Sur le climat, HRW pointe également la détention de l'activiste turque Esra Işık comme un signal négatif pour la crédibilité d'Ankara en tant que co-hôte de la COP31. L'OCDE constate par ailleurs une « chute historique de l'aide au développement » en 2025, signal alarmant relayé par le CNCD.

7. Transitions politiques et processus électoraux

L'ICG livre cette semaine ses principales analyses sur les recompositions politiques mondiales : un briefing sur le nouveau gouvernement BNP au Bangladesh après les premières élections libres en deux décennies ; un suivi des tensions au Pérou liées à l'attente des résultats du premier tour ; et un éclairage sur le sommet de Lomé qui marque un dégel diplomatique au Sahel. Amnesty appelle de son côté la Tanzanie à publier le rapport sur les violences électorales d'octobre 2025 (518 morts).

8. Bilan global : l'état des droits humains 2025/26 selon Amnesty

À l'occasion de son rapport annuel couvrant 144 pays, Amnesty alerte sur l'avènement d'un « ordre prédateur, anti-droits ». Sa Secrétaire générale, Agnès Callamard, désigne 2025 comme une année des « prédateurs » (Trump, Poutine, Netanyahou) et appelle à résister à la destruction de l'ordre international fondé sur les droits humains.

Conclusion : convergences, spécificités et zones géographiques

Convergences majeures. Trois grands sujets fédèrent les organisations cette semaine : (1) l'affaire Duterte à la CPI, traitée par FIDH, Amnesty et HRW comme une victoire historique pour la justice internationale ; (2) la répression contre la société civile au Burkina Faso, documentée conjointement par FIDH et Amnesty avec une convergence de chiffrage (118 ONG dissoutes) ; (3) la passivité européenne face à Israël, dénoncée par Amnesty au niveau de l'UE, par le CIRÉ et le CNCD au niveau belge.

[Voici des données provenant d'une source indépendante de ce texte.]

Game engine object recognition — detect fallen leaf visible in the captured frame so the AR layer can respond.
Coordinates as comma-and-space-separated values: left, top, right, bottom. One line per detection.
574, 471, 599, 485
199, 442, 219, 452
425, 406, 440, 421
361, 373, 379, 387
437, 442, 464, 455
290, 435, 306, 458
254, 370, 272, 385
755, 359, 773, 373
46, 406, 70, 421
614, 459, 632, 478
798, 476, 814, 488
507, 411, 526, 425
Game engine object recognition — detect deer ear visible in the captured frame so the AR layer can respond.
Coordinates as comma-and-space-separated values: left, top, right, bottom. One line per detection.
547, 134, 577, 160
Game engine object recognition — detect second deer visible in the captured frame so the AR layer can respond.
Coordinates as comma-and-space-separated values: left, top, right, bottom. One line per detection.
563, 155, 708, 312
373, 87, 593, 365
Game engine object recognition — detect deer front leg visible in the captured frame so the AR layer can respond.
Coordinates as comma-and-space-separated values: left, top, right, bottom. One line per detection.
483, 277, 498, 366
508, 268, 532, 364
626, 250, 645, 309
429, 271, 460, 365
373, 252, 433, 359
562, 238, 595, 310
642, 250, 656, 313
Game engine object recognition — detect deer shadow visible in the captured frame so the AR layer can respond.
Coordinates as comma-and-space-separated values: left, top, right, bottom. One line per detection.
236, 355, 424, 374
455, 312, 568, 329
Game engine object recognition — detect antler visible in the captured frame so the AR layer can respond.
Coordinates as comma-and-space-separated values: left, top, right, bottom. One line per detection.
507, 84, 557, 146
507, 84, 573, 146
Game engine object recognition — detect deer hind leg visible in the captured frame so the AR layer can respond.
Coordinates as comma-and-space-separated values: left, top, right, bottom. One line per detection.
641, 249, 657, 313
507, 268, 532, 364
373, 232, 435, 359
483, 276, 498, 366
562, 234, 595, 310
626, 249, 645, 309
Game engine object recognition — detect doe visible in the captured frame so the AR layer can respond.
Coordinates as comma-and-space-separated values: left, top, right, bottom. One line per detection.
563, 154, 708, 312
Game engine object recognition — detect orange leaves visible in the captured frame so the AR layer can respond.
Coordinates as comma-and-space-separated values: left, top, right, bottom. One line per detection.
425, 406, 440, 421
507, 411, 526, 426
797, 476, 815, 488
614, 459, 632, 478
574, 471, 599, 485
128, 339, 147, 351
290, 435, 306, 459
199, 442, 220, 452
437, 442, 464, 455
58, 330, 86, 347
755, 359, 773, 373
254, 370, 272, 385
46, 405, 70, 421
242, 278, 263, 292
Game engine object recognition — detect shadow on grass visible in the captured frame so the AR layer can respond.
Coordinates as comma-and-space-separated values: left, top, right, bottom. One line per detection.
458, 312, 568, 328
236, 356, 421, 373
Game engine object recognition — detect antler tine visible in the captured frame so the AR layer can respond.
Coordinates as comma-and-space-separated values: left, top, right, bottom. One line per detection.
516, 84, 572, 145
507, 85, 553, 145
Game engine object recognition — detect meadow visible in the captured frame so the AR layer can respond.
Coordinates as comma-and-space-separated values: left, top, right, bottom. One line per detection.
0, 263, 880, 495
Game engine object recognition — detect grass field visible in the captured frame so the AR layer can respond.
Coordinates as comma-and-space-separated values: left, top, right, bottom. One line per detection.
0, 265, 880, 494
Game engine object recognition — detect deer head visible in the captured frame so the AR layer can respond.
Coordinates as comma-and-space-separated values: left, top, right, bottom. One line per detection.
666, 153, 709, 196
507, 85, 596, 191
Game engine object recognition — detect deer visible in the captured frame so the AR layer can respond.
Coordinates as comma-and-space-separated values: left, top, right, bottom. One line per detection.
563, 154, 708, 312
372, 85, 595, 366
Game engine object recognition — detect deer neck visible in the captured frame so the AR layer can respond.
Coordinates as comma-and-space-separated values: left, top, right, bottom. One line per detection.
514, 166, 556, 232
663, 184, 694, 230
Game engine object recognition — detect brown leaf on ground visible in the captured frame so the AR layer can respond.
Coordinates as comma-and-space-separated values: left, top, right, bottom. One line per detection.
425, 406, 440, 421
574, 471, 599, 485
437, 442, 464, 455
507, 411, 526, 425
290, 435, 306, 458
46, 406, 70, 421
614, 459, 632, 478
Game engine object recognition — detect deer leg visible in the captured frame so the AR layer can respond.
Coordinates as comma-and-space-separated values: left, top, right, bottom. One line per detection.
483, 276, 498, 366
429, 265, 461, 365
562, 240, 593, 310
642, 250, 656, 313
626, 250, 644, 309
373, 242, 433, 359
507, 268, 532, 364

Divergences et complémentarités. L'analyse confirme la spécialisation marquée des organisations : HRW se distingue par son investigation terrain pays par pays, Amnesty par sa capacité à produire du plaidoyer macro tout en couvrant des cas individuels, FIDH par son ancrage dans l'architecture du droit international. L'ICG offre une lecture géopolitique systématiquement axée conflits. Le GRIP apporte une expertise quasi-monopolistique sur l'armement. Le CIRÉ porte l'angle migratoire belge, tandis que le CNCD combine plaidoyer climat-commerce-Palestine.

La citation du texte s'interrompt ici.